The most common example is when he is struggling to move something heavy. For instance, he will grunt and groan trying to lift the lid off of one of our ottomans. All at once the lid will come free and fall away from the base. Max exclaims, “there!” to let us know he has succeeded.

It is not always limited to heavy things. If he puts a book on the shelf or removes the lid from a piece of Tupperware he will say “there” as if everything is now right with the world.

Like the period on the end of a sentence, the word “there” also marks the end of his task. Then it’s on to another important mission…

Sunday, January 25, 2009

Sunday with Max



The day started out like any other day with Max...very early.
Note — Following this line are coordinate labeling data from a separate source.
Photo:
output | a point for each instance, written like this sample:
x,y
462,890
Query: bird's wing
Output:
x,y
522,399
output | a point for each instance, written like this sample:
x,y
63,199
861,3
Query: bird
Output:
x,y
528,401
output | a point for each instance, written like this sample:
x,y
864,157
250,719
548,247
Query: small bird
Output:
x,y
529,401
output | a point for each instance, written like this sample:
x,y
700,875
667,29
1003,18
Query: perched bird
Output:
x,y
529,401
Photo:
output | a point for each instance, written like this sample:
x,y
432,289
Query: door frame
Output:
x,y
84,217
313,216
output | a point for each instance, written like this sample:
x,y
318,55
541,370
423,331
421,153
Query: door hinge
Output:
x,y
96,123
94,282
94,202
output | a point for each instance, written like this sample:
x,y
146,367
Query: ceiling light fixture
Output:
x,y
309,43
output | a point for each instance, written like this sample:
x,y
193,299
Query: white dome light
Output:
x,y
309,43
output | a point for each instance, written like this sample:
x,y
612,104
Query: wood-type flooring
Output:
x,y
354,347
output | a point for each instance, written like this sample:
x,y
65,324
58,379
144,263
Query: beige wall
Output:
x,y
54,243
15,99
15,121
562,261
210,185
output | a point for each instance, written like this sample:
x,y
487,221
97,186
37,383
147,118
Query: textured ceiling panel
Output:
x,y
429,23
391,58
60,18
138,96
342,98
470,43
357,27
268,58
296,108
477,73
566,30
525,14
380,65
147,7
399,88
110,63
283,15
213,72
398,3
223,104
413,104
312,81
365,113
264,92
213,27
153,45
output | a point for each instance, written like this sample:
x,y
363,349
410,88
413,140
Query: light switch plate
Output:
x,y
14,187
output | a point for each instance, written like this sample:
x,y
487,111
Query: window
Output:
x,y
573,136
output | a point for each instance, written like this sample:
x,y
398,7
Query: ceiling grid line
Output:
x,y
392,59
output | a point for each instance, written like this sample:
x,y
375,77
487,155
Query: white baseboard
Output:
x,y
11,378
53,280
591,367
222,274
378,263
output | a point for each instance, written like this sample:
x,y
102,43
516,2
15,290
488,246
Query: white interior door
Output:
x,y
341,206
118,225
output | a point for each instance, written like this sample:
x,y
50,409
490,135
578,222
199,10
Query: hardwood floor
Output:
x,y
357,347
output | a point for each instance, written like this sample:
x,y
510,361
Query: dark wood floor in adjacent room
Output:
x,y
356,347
We had breakfast with our friends Nathalie, Jeff, Ian and Audrey at the Blue Plate restaurant in downtown Chattanooga at around nine o'clock this morning. It was very nice to see them. Max was excited to see his little friend Ian. (It didn't hurt that Ian had filled up the pockets of his jacket and cargo pants with matchbox cars and tractors.)

After breakfast we took Max for his first trip to the drive through car wash. It was all smiles while the machine squirted, scrubbed, slapped and swished daddy's car. (Until we got out, that is. Then daddy noticed he had paid $10 to have dirt just smeared around. He wasn't smiling anymore.)

In the afternoon we all got bundled up and went outside for a walk and to play on our swing set. Max had a great time swinging in the "toddler bucket" with Dad along side him. Then Dad put him up in the fort so he could stand like a big boy. It didn't take long for Max to see the big green slide. He marched right over to the top of it, threw one leg over, turned around backwards and then slid unassisted down the slippery, plastic tube. He doesn't seem to be afraid of anything. I hope he grows out of that because he sure makes me nervous.


Tuesday, January 20, 2009

He cleans up good.






I would say that Max is most comfortable in jammies or comfy clothes.








This is straight out of the JC Penney catalog.

Saturday, January 10, 2009

Max's Happy Feet

Max gets more mobile every day. It really adds some excitement to spending time with him. He has always been a little ham, but now that he can stand and walk, Max is a real show off.

He also started doing this "Lord of the Dance" thing we have dubbed "happy feet". Then, of course, there is his obsession with moving our furniture around. Non-stop entertainment!

Max's Second Christmas

This year was Max's second Christmas. He enjoyed it much more this year. It was fun to have Grampie, GiGi and Granny here to watch him open presents.